Friends Supported Peer Reviewed Literature
Homologous Recombination Deficiency: Concepts, Definitions, and Assays. Stewart MD, Vega, DM, Arend RC, et al. The Oncologist 2022.
Friends Public Meetings
In February of 2024, Friends hosted a public meeting sharing the full findings from the HRD Harmonization Project.
Project Partners
Phase 1: Agilent Technologies, Inc., Ambry Genetics Corporation, Arizona State University, AstraZeneca, Bristol Myers Squibb, Caris Life Sciences, Inc., EMD Serono, Inc. (Merck KGaA), Foundation Medicine, Inc., GSK, Guardant Health, Inc., Janssen Pharmaceuticals, Inc., Merck & Co., Inc., Myriad Genetics, Inc., National Cancer Institute (NCI), Pfizer, Tempus AI, Inc., Thermo Fisher Scientific, the U.S. Food and Drug Administration (FDA), University of Alabama at Birmingham, and Heidelberg University.

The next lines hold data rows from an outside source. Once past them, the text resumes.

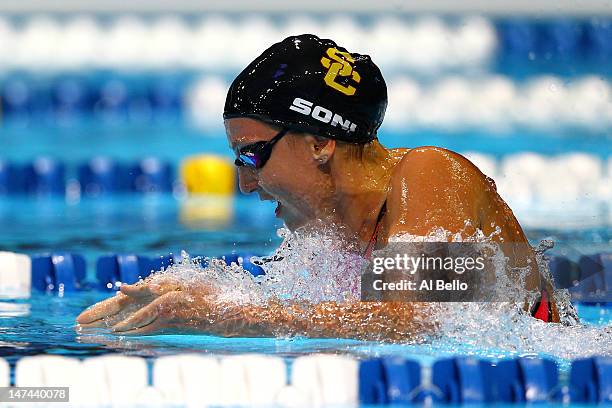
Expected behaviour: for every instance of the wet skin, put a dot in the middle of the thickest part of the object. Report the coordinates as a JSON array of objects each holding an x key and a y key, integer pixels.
[{"x": 424, "y": 188}]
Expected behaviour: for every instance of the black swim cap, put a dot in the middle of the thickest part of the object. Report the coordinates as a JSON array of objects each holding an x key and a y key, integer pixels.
[{"x": 312, "y": 85}]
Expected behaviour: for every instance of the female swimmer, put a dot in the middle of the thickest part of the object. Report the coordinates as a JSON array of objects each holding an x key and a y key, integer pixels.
[{"x": 302, "y": 119}]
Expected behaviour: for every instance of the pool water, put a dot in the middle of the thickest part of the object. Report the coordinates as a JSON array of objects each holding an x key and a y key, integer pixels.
[{"x": 156, "y": 225}]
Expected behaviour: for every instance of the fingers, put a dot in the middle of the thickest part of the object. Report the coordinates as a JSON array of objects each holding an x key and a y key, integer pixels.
[
  {"x": 151, "y": 287},
  {"x": 144, "y": 316},
  {"x": 108, "y": 307}
]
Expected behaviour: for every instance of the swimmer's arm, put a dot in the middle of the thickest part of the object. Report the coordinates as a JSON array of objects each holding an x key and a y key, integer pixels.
[
  {"x": 433, "y": 188},
  {"x": 356, "y": 320},
  {"x": 136, "y": 311}
]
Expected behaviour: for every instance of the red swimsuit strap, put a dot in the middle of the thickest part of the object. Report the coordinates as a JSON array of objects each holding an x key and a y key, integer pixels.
[
  {"x": 372, "y": 243},
  {"x": 543, "y": 308}
]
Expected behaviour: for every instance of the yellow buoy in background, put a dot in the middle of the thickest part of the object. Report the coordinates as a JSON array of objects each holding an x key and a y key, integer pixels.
[
  {"x": 210, "y": 182},
  {"x": 208, "y": 174}
]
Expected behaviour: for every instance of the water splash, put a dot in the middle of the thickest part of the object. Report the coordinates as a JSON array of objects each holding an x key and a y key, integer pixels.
[{"x": 315, "y": 265}]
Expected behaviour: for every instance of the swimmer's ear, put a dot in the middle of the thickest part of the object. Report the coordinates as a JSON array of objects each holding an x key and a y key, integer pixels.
[{"x": 321, "y": 148}]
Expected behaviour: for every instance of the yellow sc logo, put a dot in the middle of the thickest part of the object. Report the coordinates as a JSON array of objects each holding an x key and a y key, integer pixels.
[{"x": 341, "y": 66}]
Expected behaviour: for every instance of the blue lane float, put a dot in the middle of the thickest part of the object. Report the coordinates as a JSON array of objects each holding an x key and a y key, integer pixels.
[
  {"x": 388, "y": 381},
  {"x": 151, "y": 175},
  {"x": 101, "y": 175},
  {"x": 526, "y": 380},
  {"x": 55, "y": 272},
  {"x": 463, "y": 380},
  {"x": 591, "y": 380},
  {"x": 114, "y": 270},
  {"x": 10, "y": 178},
  {"x": 45, "y": 176}
]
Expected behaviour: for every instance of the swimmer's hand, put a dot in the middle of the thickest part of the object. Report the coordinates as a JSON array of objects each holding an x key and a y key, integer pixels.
[
  {"x": 143, "y": 308},
  {"x": 163, "y": 305}
]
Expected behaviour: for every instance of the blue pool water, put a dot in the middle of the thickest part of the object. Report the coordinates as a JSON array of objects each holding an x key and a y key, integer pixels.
[{"x": 157, "y": 225}]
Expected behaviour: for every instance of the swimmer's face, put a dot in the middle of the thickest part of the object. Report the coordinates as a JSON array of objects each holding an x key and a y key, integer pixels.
[{"x": 289, "y": 177}]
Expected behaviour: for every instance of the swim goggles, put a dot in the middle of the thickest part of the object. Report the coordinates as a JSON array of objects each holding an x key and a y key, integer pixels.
[{"x": 257, "y": 154}]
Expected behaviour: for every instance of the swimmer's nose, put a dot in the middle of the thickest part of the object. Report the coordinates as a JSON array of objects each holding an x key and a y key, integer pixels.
[{"x": 247, "y": 180}]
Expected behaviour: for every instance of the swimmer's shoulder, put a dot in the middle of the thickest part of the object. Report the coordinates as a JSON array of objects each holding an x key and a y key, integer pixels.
[
  {"x": 433, "y": 187},
  {"x": 427, "y": 161}
]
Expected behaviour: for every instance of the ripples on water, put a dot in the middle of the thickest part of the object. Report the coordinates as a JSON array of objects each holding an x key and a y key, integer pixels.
[{"x": 315, "y": 266}]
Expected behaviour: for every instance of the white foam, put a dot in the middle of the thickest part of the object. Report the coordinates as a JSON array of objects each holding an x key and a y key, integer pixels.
[{"x": 312, "y": 266}]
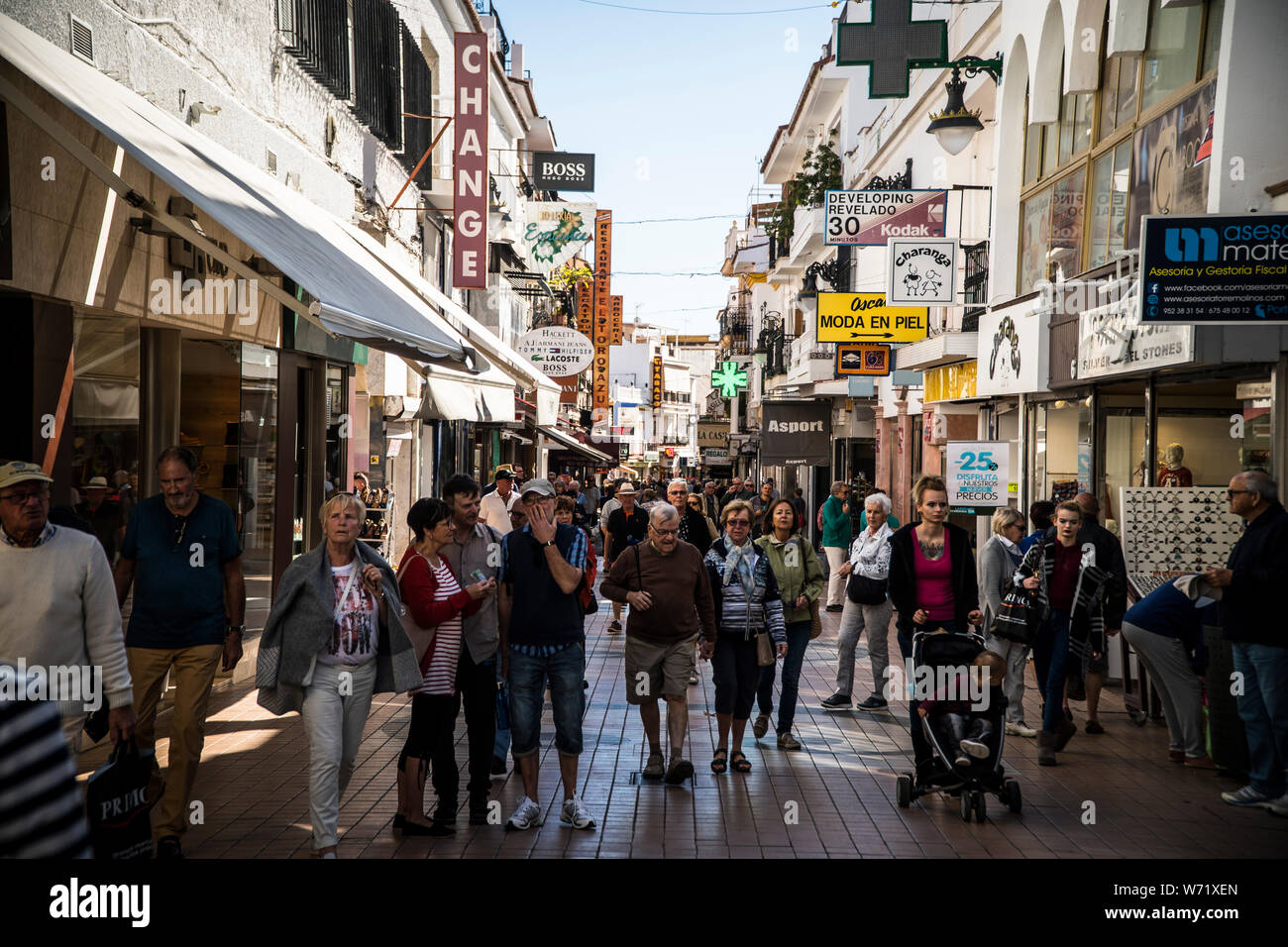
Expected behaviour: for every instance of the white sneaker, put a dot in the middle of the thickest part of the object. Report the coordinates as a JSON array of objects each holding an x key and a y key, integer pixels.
[
  {"x": 576, "y": 814},
  {"x": 527, "y": 815}
]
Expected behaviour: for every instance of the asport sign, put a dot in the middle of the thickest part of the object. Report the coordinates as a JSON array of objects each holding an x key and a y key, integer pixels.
[
  {"x": 1214, "y": 269},
  {"x": 978, "y": 474},
  {"x": 871, "y": 218},
  {"x": 558, "y": 351},
  {"x": 866, "y": 317},
  {"x": 471, "y": 178},
  {"x": 563, "y": 170}
]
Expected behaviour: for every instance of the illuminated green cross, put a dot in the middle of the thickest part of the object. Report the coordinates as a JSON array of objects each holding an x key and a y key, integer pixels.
[{"x": 729, "y": 379}]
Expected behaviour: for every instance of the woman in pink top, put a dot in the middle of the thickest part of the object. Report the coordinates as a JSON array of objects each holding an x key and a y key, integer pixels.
[
  {"x": 434, "y": 600},
  {"x": 931, "y": 582}
]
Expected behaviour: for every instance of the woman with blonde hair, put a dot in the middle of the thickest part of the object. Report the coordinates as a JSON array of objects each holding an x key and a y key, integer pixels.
[
  {"x": 333, "y": 639},
  {"x": 997, "y": 564}
]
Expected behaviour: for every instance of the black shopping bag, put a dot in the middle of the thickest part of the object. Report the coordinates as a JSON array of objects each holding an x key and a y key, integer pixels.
[{"x": 117, "y": 802}]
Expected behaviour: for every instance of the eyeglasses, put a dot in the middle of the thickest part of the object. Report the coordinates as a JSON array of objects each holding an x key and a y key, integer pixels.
[{"x": 24, "y": 497}]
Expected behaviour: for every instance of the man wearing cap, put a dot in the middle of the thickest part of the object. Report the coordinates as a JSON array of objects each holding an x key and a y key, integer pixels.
[
  {"x": 58, "y": 607},
  {"x": 189, "y": 602},
  {"x": 626, "y": 527},
  {"x": 494, "y": 508},
  {"x": 541, "y": 571},
  {"x": 103, "y": 515}
]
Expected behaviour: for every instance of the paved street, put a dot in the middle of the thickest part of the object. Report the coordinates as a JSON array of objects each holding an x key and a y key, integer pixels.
[{"x": 254, "y": 788}]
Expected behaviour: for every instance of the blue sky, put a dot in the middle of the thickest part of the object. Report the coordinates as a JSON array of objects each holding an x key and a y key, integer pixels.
[{"x": 678, "y": 110}]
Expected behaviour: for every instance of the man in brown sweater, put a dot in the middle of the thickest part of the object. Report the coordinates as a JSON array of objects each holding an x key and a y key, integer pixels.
[{"x": 670, "y": 596}]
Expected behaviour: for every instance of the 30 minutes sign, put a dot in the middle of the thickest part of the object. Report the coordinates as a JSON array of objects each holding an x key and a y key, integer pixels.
[
  {"x": 978, "y": 474},
  {"x": 871, "y": 218}
]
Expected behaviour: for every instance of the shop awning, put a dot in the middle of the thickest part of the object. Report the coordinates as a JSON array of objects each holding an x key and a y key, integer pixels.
[
  {"x": 456, "y": 395},
  {"x": 575, "y": 445},
  {"x": 352, "y": 294}
]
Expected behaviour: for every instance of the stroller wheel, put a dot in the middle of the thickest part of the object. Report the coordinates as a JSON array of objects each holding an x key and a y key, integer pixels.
[
  {"x": 978, "y": 805},
  {"x": 1013, "y": 795},
  {"x": 903, "y": 789}
]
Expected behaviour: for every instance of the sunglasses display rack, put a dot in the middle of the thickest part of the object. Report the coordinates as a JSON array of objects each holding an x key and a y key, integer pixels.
[{"x": 1173, "y": 531}]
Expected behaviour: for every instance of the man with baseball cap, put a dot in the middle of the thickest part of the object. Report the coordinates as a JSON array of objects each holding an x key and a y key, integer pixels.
[
  {"x": 494, "y": 506},
  {"x": 626, "y": 527},
  {"x": 541, "y": 571},
  {"x": 58, "y": 607},
  {"x": 104, "y": 515}
]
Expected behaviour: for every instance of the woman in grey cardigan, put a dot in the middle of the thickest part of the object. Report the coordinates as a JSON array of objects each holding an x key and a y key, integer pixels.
[
  {"x": 333, "y": 639},
  {"x": 997, "y": 564}
]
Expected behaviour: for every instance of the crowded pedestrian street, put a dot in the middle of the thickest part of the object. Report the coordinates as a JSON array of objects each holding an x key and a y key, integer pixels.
[{"x": 835, "y": 799}]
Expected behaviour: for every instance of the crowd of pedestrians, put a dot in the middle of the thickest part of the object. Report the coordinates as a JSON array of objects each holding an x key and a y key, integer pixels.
[{"x": 487, "y": 611}]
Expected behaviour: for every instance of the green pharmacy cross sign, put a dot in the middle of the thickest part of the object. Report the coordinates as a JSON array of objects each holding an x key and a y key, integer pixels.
[
  {"x": 893, "y": 44},
  {"x": 729, "y": 379}
]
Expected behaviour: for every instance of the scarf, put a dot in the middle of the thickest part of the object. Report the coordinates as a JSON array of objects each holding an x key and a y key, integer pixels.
[{"x": 738, "y": 562}]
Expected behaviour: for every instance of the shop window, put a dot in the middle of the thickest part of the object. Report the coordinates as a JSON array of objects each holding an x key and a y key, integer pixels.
[
  {"x": 1108, "y": 210},
  {"x": 104, "y": 411},
  {"x": 1061, "y": 444},
  {"x": 1212, "y": 37},
  {"x": 1171, "y": 52}
]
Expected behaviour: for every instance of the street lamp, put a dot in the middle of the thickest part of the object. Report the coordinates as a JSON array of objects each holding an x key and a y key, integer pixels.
[{"x": 956, "y": 125}]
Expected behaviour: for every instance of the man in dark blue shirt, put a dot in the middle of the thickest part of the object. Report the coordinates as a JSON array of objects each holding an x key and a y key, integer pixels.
[{"x": 180, "y": 552}]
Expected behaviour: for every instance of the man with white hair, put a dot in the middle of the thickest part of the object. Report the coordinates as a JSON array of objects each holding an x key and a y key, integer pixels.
[
  {"x": 670, "y": 596},
  {"x": 1250, "y": 585},
  {"x": 694, "y": 525}
]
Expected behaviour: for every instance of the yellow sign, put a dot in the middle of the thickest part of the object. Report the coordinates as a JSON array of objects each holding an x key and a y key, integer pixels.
[
  {"x": 866, "y": 317},
  {"x": 949, "y": 381}
]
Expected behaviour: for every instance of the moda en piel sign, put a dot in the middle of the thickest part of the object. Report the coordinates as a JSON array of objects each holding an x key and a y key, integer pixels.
[
  {"x": 871, "y": 218},
  {"x": 563, "y": 170},
  {"x": 1214, "y": 269}
]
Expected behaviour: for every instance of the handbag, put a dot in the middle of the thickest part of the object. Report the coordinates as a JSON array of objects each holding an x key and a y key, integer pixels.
[
  {"x": 421, "y": 638},
  {"x": 1016, "y": 620},
  {"x": 764, "y": 650}
]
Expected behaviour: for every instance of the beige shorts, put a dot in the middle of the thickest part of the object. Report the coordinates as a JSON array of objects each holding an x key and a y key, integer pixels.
[{"x": 653, "y": 671}]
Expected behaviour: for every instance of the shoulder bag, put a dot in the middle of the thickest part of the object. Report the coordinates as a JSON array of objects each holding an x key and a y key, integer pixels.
[{"x": 421, "y": 638}]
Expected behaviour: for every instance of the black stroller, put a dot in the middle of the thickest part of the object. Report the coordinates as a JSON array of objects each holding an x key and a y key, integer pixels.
[{"x": 970, "y": 784}]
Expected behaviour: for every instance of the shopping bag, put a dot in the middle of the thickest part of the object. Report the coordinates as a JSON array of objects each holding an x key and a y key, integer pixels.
[{"x": 117, "y": 804}]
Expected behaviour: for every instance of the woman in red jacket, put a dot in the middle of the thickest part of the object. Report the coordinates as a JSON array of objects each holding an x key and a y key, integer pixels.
[{"x": 436, "y": 602}]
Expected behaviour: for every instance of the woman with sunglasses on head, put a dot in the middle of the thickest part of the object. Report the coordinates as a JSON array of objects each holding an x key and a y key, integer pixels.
[
  {"x": 747, "y": 604},
  {"x": 931, "y": 583}
]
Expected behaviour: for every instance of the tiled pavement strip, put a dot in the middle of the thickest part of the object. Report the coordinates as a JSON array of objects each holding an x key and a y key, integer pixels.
[{"x": 254, "y": 787}]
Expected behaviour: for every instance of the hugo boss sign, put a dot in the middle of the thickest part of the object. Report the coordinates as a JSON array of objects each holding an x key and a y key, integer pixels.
[{"x": 563, "y": 170}]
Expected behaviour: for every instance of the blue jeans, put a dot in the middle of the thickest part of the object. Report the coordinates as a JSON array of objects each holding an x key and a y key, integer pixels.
[
  {"x": 1263, "y": 710},
  {"x": 1051, "y": 663},
  {"x": 798, "y": 637},
  {"x": 528, "y": 676}
]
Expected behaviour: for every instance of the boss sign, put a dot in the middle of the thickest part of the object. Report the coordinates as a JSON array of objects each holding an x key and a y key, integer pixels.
[{"x": 469, "y": 178}]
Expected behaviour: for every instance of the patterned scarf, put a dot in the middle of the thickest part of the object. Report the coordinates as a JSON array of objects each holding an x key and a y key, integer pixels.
[{"x": 738, "y": 562}]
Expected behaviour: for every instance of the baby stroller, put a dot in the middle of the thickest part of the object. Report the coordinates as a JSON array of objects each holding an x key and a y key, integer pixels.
[{"x": 970, "y": 783}]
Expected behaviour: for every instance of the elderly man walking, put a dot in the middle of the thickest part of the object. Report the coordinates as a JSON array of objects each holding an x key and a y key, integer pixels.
[
  {"x": 58, "y": 609},
  {"x": 181, "y": 548},
  {"x": 1252, "y": 585},
  {"x": 670, "y": 595}
]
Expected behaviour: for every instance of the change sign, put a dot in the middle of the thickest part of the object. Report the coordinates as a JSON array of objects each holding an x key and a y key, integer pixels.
[
  {"x": 866, "y": 317},
  {"x": 871, "y": 218}
]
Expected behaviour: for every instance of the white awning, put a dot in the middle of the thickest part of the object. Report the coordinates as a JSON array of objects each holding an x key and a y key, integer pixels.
[
  {"x": 575, "y": 445},
  {"x": 456, "y": 395},
  {"x": 353, "y": 295}
]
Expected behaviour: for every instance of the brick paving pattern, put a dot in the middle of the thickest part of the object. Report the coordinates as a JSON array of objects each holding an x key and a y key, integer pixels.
[{"x": 254, "y": 787}]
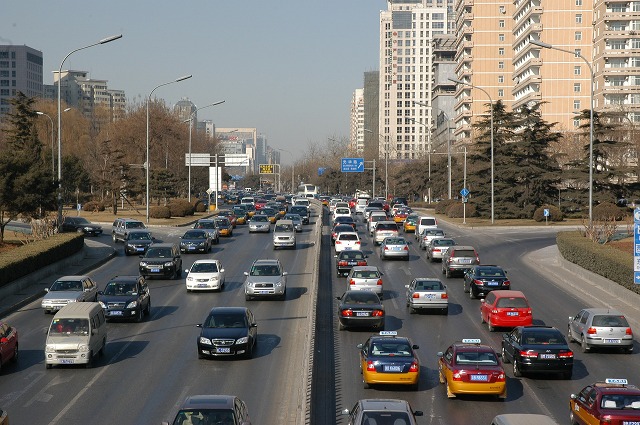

Phase 2: ACT Genomics, Amoy Diagnostics Co. (AmoyDx), AstraZeneca, Bayer, Bionano Genomics, Inc., BostonGene Corporation, Bristol Myers Squibb, Burning Rock Biotech Limited, Diagnostic Laboratory Services, Inc., DNAnexus, Inc., EMD Serono, Inc., European Organisation for Research and Treatment of Cancer (EORTC), Foundation Medicine, Inc., Genentech, Inc., Guardant Health, Inc., Illumina, Inc., Invitae Corp, Labcorp Holdings Inc., MD Anderson Cancer Center, Merck & Co., Inc., Molecular Characterization Laboratory (MoCha) at Frederick National Laboratory, National Cancer Institute (NCI), Neogenomics Laboratories, Inc., PathAI, Pfizer, Pillar Biosciences Inc., SOPHiA GENETICS, Tempus AI, Inc., Thermo Fisher Scientific, the U.S. Food and Drug Administration (FDA), University of Alabama at Birmingham, and Heidelberg University.